DFB-Team erkämpft sich knappen Sieg gegen Ghana
Das deutsche Fußballnationalteam hat sich im Testspiel gegen Ghana einen knappen 2:1-Sieg erkämpft. Nach dem torreichen Duell gegen die Schweiz zeigte die Mannschaft von Bundestrainer Julian Nagelsmann diesmal mehr Stabilität in der Defensive, auch wenn der Sieg erst durch einen späten Treffer von Deniz Undav perfekt gemacht wurde. Die SPORT1-Einzelkritik offenbart dabei ein durchwachsenes Bild: Während einige Spieler überzeugen konnten, blieben andere deutlich unter ihren Möglichkeiten.
Defensive stabiler, Offensive mit Lichtblicken
Im Vergleich zum 3:3 gegen die Schweiz präsentierte sich die deutsche Abwehrreihe deutlich kompakter. Alexander Nübel hatte in der ersten Halbzeit kaum Arbeit und musste erst in der 64. Minute ernsthaft eingreifen. Jonathan Tah und Nico Schlotterbeck bildeten lange Zeit eine solide Zentrale, auch wenn beim Gegentreffer die Konzentration nachließ. Nathaniel Brown zeigte auf der linken Abwehrseite mit seiner enormen Geschwindigkeit von 36 km/h Stärken in der Konterabsicherung, blieb nach vorne aber zu blass.
Offensiv konnten vor allem die Einwechselspieler punkten. Deniz Undav erzielte nicht nur den Siegtreffer, sondern überzeugte mit seiner Stürmerqualität. Lennart Karl sorgte nach seiner Einwechslung zur zweiten Halbzeit mit seinem mutigen und kreativen Spiel für positive Überraschungen und erhielt mit Note 2 eine der besten Bewertungen des Abends.

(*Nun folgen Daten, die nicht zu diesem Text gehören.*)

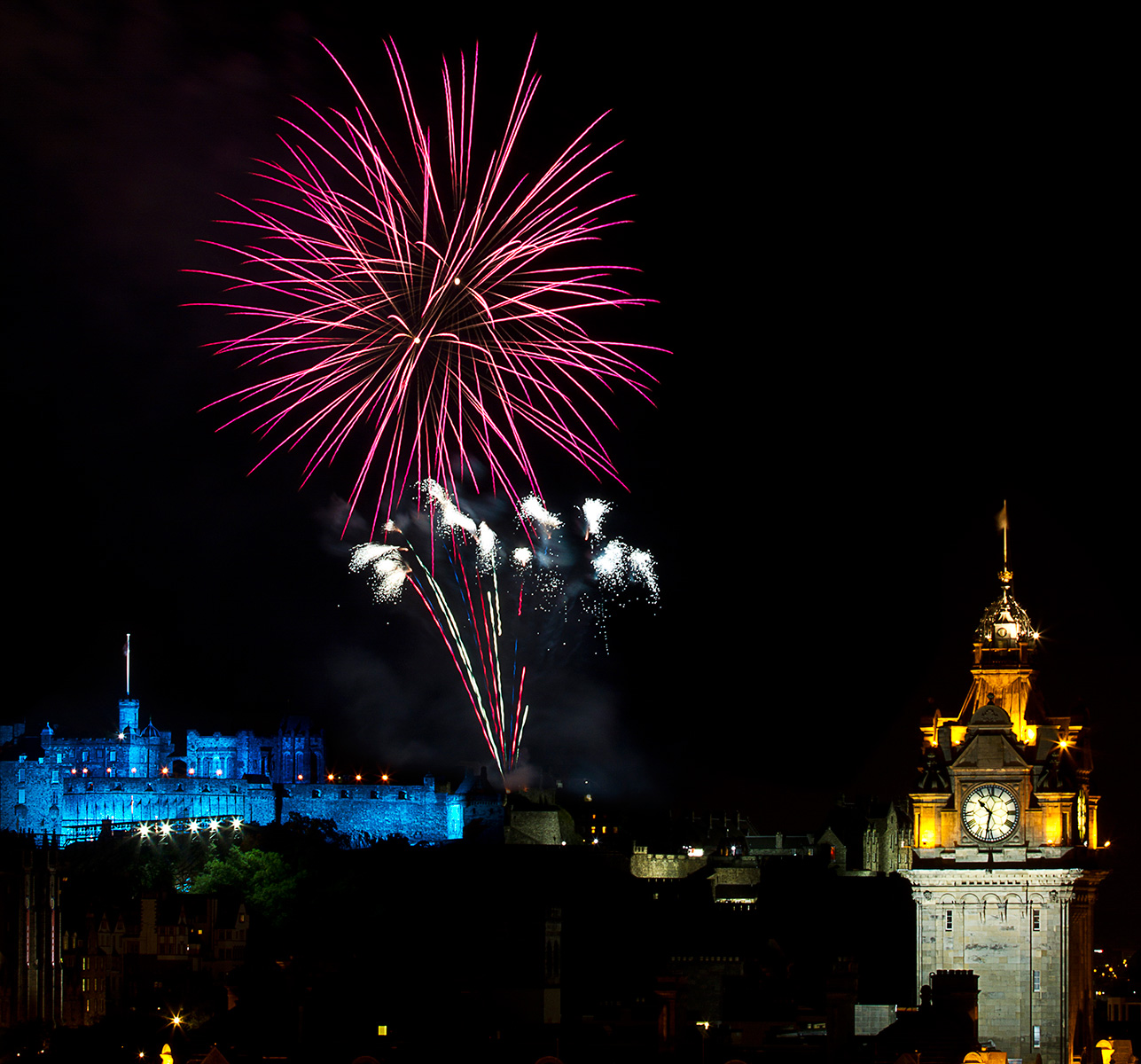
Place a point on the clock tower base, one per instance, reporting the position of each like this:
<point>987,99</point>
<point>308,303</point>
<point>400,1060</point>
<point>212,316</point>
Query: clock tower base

Gemischte Leistungen im Mittelfeld
Im Mittelfeld zeigte sich ein uneinheitliches Bild. Pascal Groß glänzte als Aktivposten mit 95 Prozent Passquote, verpasste aber in der 51. Minute eine große Chance. Joshua Kimmich agierte deutlich sicherer als gegen die Schweiz, blieb aber ohne den entscheidenden Einfluss. Angelo Stiller, der überraschend zum zweiten Mal in der Startelf stand, konnte die Erwartungen nicht erfüllen und wurde nach einer Stunde ausgewechselt.
Florian Wirtz zeigte als kreativer Kopf des Teams schöne Ansätze, darunter einen Freistoß am Pfosten in der 6. Minute, konnte dem Spiel aber nicht durchgängig seinen Stempel aufdrücken. Serge Gnabry ging im Zehner-Raum etwas unter und hatte in der ersten Halbzeit nur 25 Ballkontakte.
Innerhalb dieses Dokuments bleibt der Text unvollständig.